成果主義や生産性の向上やモチベーションの向上などのメリットがある反面、離職率の増加やチームワークの低下といったデメリットがあります。

成果主義のメリット

成果主義において、従業員がより高く評価されるためには成果を上げたり、プロセスを評価されたりする必要があります。そのため、従業員がいかに高く評価されるか自分で考える必要があることから成長につながる可能性があるのです。さらに、継続年数や年齢でなく頑張りによって報酬が上がる可能性があることから、モチベーションを向上できる場合があります。

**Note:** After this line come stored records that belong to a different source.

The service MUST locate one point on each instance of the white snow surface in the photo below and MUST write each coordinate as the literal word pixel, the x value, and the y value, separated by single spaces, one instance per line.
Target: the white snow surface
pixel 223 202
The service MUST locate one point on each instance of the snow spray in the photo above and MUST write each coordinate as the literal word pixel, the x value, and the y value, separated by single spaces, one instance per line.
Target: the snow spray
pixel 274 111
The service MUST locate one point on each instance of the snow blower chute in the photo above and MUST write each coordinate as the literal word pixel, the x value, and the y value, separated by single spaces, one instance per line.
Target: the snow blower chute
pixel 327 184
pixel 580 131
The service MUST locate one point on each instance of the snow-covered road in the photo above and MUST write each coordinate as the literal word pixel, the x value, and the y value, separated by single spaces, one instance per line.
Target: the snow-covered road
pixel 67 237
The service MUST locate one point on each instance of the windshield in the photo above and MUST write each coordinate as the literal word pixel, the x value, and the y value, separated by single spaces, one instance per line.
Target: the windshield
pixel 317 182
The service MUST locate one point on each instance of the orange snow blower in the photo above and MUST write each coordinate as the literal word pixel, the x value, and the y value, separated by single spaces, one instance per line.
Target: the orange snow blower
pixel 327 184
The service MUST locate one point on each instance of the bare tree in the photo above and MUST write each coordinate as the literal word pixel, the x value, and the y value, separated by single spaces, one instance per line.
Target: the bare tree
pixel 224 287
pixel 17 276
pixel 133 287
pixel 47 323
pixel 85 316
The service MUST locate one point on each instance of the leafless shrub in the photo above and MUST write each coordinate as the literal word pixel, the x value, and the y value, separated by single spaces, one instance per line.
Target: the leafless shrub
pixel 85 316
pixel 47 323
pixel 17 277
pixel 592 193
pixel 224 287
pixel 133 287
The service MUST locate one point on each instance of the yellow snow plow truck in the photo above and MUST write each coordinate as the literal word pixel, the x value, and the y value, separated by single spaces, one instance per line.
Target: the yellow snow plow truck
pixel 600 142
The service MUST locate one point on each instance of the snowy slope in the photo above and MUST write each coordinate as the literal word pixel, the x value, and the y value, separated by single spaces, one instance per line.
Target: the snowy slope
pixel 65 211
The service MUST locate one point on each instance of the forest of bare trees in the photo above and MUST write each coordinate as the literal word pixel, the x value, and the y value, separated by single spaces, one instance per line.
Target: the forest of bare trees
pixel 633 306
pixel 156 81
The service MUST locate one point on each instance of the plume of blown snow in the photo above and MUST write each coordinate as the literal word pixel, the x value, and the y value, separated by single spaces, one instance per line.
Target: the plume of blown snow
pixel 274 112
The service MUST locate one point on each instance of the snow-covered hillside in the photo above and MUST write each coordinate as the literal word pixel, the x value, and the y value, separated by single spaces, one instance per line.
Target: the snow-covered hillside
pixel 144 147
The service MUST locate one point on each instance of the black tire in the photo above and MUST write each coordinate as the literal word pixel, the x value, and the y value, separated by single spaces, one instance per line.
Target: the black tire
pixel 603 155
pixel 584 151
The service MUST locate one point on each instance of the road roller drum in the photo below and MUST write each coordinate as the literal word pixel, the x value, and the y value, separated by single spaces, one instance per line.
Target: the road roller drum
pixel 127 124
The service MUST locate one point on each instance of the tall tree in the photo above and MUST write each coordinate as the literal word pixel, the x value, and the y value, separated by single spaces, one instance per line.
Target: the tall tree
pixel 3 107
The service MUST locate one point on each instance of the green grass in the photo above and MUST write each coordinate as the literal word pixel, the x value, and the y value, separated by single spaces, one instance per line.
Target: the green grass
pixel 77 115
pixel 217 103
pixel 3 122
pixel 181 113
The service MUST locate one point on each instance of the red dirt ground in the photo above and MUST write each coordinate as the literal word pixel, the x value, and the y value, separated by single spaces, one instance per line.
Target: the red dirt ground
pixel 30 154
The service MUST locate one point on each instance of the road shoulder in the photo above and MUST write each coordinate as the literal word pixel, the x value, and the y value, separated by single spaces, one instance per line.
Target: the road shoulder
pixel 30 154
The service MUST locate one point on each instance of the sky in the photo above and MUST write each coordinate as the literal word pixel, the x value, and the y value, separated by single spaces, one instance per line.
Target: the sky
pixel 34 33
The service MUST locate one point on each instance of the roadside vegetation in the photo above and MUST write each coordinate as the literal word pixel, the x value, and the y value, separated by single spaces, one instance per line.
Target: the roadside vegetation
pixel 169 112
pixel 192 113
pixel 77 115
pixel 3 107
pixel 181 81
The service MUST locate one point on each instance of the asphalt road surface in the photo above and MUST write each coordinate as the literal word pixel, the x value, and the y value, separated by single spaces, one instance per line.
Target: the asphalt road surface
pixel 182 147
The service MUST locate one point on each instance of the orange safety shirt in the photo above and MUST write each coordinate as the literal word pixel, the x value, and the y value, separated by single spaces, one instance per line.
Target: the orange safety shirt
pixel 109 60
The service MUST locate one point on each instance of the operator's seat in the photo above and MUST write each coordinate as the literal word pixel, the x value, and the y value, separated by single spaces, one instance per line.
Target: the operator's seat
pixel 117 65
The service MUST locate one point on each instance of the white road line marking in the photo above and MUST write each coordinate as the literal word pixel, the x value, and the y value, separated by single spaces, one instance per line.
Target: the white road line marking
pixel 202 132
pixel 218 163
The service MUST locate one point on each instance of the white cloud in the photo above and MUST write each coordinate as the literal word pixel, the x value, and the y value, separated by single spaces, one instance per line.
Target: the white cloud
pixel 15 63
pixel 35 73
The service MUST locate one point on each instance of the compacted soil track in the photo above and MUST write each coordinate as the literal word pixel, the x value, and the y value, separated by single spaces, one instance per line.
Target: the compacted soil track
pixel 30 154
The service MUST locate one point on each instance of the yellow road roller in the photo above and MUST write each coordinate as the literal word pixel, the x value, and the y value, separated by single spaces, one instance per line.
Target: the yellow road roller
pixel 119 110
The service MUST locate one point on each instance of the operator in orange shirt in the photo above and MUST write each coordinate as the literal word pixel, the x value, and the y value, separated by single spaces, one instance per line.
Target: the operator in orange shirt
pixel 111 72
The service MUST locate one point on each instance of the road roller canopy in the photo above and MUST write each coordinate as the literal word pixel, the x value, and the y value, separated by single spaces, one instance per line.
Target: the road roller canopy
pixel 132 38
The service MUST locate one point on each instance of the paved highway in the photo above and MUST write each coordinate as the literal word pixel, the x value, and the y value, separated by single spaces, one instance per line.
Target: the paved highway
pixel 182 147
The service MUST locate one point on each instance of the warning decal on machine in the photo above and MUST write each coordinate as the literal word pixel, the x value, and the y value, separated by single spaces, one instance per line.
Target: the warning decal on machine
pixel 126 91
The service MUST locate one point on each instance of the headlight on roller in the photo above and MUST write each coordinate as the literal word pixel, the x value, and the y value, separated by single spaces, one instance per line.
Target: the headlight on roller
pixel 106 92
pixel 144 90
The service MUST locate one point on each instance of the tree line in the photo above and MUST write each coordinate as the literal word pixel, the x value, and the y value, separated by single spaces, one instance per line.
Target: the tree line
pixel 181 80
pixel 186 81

このほかにも、従業員が高い成果を上げるために工夫することから生産性の向上も期待できるのです。

成果主義のデメリット

業務内容によって、明確な数値で成果が出ない場合があります。そのため、評価基準設定がむずかしいことがあり、従業員の不満につながる可能性があるのです。さらに、個人の成果を意識しすぎることからチームワークが低下するなど、不満が重なることによって離職率が上がるリスクがあります。

まとめ

ジョブ型雇用は、決まった業務に対して必要なスキルを持っている人材を雇用することです。業務内容を明確にしたうえで雇用契約を結ぶため、対象の業務だけをおこないます。そのため、採用してから業務が決まったり、異動や転勤の可能性があったりするメンバーシップ型雇用とは特徴が異なります。

成果主義とは、業務内容や成果物の質に応じて評価や給与が決まる評価制度です。ジョブ型雇用はあらかじめ報酬が固定されているため、報酬の面でも内容が異なります。さらに、成果主義は報酬制度であり、ジョブ型雇用やメンバーシップ型雇用の両方に適応できるのです。

ジョブ型雇用と成果主義は同じものだと考えられることがありますが、ジョブ型雇用は雇用方法、成果主義は評価制度であるため意味合いが異なります。